Da ich von WoW zu Rift gewechselt habe, habe ich eine Kantenglättungsfunktion wie in WoW gesucht, doch es gibt sie nicht. (Damals war in WoW mein Grafik Problem, dass ich vergessen habe die Kantenglättung auf 8x, also das höchste zu stellen und deswegen war alles kantig).
Ich weiß nur das die Einstellungen am Anfang ziemlich niedrig waren, doch nach dem verstellen auf "Ultra" hat sich nicht so viel geändert...
Hat jemandeine Ahnung was da los sein könnte? Denn ich will die tolle Rift Grafik genießen 
Ich hoffe ihr könnt mir helfen!

MfG,
Zroxx


----------



## Arosk (31. März 2011)

Maximale MSAA im Grafikkartentreiber forcen, sollte gehen.


----------



## Zroxx (31. März 2011)

Arosk schrieb:


> Maximale MSAA im Grafikkartentreiber forcen, sollte gehen.




Könntest du mir erklären wie genau man das macht? Wär nett


----------



## Arosk (31. März 2011)

Muß ich schnell an anderen PC 

3D Einstellungen verwalten > Reiter Anwendungen > Rift auswählen (wenn nicht in Liste, hinzufügen) > Unten 8x AA anhäkeln.


----------



## Zroxx (31. März 2011)

Hm ich kann das Programm nicht finden^^
 Könntest du mir sagen wie genau es heißt oder so ähnlich? Dann könnte ich es suchen.


----------



## kaepteniglo (31. März 2011)

Ich vermute mal das ist in den Treiber-Settings.
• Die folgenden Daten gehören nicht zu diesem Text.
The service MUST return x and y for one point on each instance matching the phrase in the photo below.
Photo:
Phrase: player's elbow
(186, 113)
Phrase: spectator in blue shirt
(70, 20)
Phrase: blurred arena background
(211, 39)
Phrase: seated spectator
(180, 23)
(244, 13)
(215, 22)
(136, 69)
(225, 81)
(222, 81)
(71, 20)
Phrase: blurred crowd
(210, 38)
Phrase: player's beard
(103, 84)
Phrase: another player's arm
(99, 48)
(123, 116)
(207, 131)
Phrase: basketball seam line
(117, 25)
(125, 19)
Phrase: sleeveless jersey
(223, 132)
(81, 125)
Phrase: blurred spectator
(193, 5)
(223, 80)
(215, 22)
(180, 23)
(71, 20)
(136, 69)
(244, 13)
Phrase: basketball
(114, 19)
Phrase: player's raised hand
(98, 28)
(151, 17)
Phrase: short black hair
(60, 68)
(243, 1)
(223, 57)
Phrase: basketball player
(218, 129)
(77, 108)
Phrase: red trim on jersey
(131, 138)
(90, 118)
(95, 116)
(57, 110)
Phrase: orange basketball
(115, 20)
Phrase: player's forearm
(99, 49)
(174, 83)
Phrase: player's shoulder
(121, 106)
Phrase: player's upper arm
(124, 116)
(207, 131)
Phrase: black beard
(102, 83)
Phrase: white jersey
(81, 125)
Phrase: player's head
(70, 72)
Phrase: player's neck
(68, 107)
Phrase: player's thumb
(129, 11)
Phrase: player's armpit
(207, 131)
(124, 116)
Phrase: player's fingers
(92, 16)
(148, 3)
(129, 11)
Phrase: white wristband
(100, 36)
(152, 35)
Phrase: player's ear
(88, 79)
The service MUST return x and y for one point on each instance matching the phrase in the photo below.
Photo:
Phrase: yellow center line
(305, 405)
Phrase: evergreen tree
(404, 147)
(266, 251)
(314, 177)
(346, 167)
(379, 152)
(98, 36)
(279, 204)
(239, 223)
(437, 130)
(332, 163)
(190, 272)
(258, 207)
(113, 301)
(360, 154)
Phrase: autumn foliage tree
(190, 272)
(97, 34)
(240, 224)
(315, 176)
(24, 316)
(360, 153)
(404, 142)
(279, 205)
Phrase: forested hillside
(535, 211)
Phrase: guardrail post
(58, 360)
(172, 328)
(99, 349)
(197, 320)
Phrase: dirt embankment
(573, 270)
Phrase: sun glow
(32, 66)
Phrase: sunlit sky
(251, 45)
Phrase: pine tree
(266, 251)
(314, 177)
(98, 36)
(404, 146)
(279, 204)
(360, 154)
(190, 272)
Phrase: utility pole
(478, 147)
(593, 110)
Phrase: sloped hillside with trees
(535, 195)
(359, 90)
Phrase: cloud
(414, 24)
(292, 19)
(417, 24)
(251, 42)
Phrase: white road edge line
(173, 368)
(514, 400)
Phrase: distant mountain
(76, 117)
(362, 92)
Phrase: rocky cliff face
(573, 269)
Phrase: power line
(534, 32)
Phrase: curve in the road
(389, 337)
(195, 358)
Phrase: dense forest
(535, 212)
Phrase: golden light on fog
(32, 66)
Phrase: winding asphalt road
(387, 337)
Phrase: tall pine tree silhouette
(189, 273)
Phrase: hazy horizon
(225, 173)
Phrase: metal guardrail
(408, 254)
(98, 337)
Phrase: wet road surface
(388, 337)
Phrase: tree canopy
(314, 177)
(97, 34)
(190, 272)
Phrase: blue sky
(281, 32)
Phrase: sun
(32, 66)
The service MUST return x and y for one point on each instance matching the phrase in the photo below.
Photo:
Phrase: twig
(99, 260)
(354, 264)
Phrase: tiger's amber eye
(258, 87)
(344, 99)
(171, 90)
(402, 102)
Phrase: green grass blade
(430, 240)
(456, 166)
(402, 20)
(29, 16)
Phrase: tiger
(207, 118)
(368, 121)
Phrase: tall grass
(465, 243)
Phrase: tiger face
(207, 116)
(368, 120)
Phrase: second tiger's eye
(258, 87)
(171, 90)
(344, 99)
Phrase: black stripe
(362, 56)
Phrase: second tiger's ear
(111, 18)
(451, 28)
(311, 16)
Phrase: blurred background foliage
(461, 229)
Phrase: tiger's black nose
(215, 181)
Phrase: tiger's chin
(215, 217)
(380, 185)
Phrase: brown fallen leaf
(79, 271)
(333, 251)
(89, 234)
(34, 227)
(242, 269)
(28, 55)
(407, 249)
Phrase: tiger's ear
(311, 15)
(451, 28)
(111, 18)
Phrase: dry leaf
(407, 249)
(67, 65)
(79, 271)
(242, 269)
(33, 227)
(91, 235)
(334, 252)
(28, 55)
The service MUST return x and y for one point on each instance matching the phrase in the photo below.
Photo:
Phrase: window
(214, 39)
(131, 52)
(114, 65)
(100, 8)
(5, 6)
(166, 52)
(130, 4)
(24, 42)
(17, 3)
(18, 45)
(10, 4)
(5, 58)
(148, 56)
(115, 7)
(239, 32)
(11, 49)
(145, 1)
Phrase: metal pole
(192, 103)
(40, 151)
Rechte Maustaste auf Desktop -> NVIDIA Systemsteuerung


----------



## Zroxx (31. März 2011)

kaepteniglo schrieb:


> Ich vermute mal das ist in den Treiber-Settings.
> 
> Rechte Maustaste auf Desktop -> NVIDIA Systemsteuerung




Danke für die Antwort, habs dann doch gefunden  
Nur ein Problem hab ich: Nachdem ich auf "3D Einstellungen verwalten" bin finde ich keinen Reiter "Anwendungen"...?


----------



## Tokenlord (31. März 2011)

Programmeinstellungen heisst der Reiter


----------



## kaepteniglo (31. März 2011)

Tja, NVIDIA und die fehlende Überstzung:

3D Settings -> Manage 3D settings -> Program Settings


----------



## Zroxx (31. März 2011)

Tokenlord schrieb:


> Programmeinstellungen heisst der Reiter




Ah, danke!
Gut, ich habe jetzt "Rift: Planes of Telara" ausgewählt aber darunter find ich kein "8x AA" <- oder hat das einen anderen Namen?


----------



## kaepteniglo (31. März 2011)

Schau mal in die Antialising Settings (vorher den Mode ändern, um die Einstellungen ändern zu können).


----------



## Zroxx (31. März 2011)

kaepteniglo schrieb:


> Schau mal in die Antialising Settings (vorher den Mode ändern, um die Einstellungen ändern zu können).




Gut, gefunden!
Soll ich jetzt 8x oder doch gleich 32x anklicken?


----------



## Plitzkrieg (31. März 2011)

probiers doch einfach aus -_-


----------



## Zroxx (31. März 2011)

Hrm..
Hat sich leider nichts geändert. Habe die Kantenglättung sogar aufs höchste x32 gestellt, also liegts anscheinend an etwas anderem.


----------



## Plitzkrieg (31. März 2011)

vielleicht probierst du auch einfach mal 8x aus?


----------



## Zroxx (31. März 2011)

Plitzkrieg schrieb:


> vielleicht probierst du auch einfach mal 8x aus?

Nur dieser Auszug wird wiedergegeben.